L’Origine de nos Idees du Sublime et du Beau/PII XII

Traduction par E. Lagentie de Lavaïsse.
Pichon et Depierreux (p. 139-140).

SECTION XII.
La Difficulté.

La difficulté est une autre source de grandeur [1]. Lorsqu’un ouvrage parait avoir exigé une force extraordinaire et un travail immense on ne peut s’en former qu’une grande idée. Stonehenge [2] n’a rien d’admirable ni par sa disposition, ni par ses ornemens ; mais ces énormes et grossières masses de pierre , entassées l’une sur l’autre, avertissent l’esprit des efforts prodigieux que l’ouvrage a coûtés : la rudesse même du travail donne une nouvelle force à cette cause de grandeur, en excluant toute idée d’invention et d’art ; car la dextérité produit une autre sorte d’effet, assez différent de celui-ci.

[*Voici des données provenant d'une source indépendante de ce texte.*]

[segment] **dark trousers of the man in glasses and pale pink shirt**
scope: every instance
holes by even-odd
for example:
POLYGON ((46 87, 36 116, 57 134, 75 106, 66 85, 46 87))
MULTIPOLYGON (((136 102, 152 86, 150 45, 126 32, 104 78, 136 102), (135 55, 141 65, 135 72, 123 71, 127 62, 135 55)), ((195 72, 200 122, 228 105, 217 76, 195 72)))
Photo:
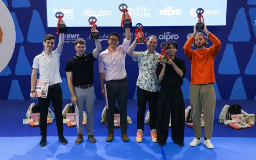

  1. Voyez part.IV, sert.4, 5, G.
  2. On nomme ainsi des ruines situées dans la plaine, de Salisbury, dont l’origine se perd dans la confusion des tems barbares, et qui n’ont pas été un petit sujet de dispute parmi les antiquaires. Les uns en font un monument des anciens Danois, les autres des Romains, d’autres enfin prétendent que ce sont les restes d’un temple des druides. Cette opinion parait être la plus généralement adoptée. Quoiqu’il en soit, cette construction est fort remarquable par son architecture. C’est un exagone régulier de 110 pieds de diamètre, dont le pourtour est une muraille composée d’un simple rang de pierres qui ont 27 pieds de haut sur 7 pieds de largeur, et sur 4 pieds d’épaisseur. On prétend qu’il n’y a jamais eu de toit.